In some cases, all I have is a name. Oliver Humphrey, an apothecary of a small town in Radnorshire makes a useful case in point. He is referred to fleetingly in a property transaction of 1689. This is seemingly the only time he ever troubles the historical record. And yet this chance encounter actually does reveal something about his life and, potentially, his social status and networks. The deed identifies him as an apothecary of ‘Pontrobert’ – a small hamlet 7 miles from the market town of Llanfyllin, and 12 from Welshpool. Immediately this is unusual – apothecaries were normally located in towns, and seldom in small, rural hamlets.

pontrobert-today

The deed involved the transfer of lands from Oliver and two widows from the same hamlet, to a local gentleman, Robert ap Oliver.

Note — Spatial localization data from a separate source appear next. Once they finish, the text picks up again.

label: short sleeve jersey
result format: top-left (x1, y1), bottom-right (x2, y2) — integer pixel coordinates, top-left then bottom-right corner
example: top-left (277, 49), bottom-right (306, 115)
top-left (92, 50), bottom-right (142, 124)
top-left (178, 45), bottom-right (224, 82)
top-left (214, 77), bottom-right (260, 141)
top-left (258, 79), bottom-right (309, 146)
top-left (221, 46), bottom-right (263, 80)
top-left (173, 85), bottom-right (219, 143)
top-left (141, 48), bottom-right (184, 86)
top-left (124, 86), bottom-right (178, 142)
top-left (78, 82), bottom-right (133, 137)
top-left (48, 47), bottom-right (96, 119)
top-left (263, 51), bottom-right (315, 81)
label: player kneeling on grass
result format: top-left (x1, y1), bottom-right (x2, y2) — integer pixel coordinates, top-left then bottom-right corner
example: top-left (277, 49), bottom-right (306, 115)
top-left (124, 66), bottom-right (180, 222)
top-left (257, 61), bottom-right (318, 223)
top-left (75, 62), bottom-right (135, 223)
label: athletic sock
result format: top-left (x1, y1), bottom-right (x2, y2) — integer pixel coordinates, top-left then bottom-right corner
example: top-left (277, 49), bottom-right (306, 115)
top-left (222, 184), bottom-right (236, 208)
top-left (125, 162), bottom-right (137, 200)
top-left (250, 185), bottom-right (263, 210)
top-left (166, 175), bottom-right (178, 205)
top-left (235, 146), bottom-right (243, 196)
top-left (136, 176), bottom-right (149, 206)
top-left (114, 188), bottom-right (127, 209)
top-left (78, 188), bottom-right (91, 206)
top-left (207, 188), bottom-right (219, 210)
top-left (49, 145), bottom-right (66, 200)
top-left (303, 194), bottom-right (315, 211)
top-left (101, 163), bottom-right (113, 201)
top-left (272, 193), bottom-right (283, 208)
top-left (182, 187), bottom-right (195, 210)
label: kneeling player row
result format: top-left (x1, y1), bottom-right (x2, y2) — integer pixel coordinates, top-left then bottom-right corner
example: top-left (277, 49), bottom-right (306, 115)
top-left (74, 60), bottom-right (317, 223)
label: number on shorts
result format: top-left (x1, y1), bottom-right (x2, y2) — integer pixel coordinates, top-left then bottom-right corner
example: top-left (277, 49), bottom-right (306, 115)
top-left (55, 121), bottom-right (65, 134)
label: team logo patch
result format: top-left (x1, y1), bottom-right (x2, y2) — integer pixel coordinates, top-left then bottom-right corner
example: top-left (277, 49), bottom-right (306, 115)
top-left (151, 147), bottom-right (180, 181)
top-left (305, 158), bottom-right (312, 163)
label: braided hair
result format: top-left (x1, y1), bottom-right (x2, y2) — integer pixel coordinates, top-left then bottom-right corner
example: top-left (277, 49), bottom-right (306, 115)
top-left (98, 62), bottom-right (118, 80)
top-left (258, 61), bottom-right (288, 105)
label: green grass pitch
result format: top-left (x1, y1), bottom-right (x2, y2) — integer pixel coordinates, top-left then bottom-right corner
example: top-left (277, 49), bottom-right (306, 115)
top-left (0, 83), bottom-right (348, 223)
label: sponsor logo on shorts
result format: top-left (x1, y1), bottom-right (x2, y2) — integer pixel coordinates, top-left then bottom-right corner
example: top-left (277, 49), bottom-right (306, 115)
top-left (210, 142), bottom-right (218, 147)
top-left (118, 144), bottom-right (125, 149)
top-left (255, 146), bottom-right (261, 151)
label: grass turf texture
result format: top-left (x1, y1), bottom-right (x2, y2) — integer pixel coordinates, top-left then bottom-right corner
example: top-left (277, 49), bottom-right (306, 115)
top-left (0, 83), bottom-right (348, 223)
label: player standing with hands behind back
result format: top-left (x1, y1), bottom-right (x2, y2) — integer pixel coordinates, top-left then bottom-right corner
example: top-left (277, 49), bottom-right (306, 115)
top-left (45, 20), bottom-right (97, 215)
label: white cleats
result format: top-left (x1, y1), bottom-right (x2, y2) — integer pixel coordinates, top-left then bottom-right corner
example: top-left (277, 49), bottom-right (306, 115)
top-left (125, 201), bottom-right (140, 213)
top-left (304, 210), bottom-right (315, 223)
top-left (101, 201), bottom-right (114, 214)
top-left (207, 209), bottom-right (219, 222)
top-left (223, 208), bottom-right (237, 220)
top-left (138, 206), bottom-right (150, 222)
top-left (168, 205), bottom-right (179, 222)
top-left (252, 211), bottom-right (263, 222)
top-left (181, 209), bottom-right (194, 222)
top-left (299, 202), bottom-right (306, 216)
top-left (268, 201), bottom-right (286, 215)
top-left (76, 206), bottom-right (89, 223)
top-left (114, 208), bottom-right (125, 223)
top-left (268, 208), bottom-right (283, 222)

Was this Robert a relative of Oliver Humphrey? If so, was Oliver from a fairly well-to-do family, and therefore possibly of good status himself? Alternatively, was Robert ap Oliver part of Humphrey’s social network, in which case what does this suggest about the social circles in which apothecaries moved?

Where there is a good run of parish registers, it can be possible to read against the grain and find out something of the changing fortunes of medics. Marriages, baptisms and deaths all point to both the length of time that individuals can be located in a particular place, and how they were identified. In some cases, for example, the nomenclature used to identify them might change; hence an apothecary might elsewhere or later be referred to as a barber-surgeon, a doctor or, often, in a non-medical capacity. This brings me back to the point made earlier about the problems in identifying exactly who medical practitioners were.

An example I came across yesterday was a bond made by a Worcestershire practitioner, Humphrey Walden, “that in consideration of the sum of £3 he will by the help of God cure Sibill, wife of Mathew Madock of Evengob, and Elizabeth Havard, sister to the said John Havard, of the several diseases wherewith they are grieved, by the feast of the Nativity of St John the Baptist next ensuing, and that they shall continue whole and perfectly cured until the month of March next, failing which he shall repay the sum of £3”.

Apart from the wonderful early money-back guarantee, this source actually contains a potentially very important piece of information. It confirms that a Worcester practitioner was treating patients in Wales – Evenjobb is in Radnorshire. Walden may have been an associate of John Havard and been selected for that reason. Alternatively, he may have had a reputation along the Welsh marches as a healer for certain conditions, and been sought out for that reason. It strongly suggests the mutability of borders though, and the willingness of both patients and practitioners to travel.

In other cases practitioners pop up in things completely unrelated to their practice. The only record I have of one Dr Watkin Jones of Laleston in Glamorgan occurs because he was effectively a spy for the earl of Leicester, being called upon to watch for the allegedly adulterous activities of Lady Leicester – Elizabeth Sidney. At the very least, however, it confirms his presence in the area, his rough age, and the fact that he was connected to a gentry family.

And so the search continues. My list of potential source targets is growing and I’m confident that a great many more Welsh medics are still there to be found. If, as I suspect, the final number is still relatively small, I still don’t accept that as conclusive evidence of a lack of medical practice in Wales. As the old maxim goes absence of evidence is not evidence of absence. What it might call for is a revaluation of Welsh cultural factors affecting medical practice and, perhaps, a greater and more inclusive exploration of medical practice, in all its forms in Wales.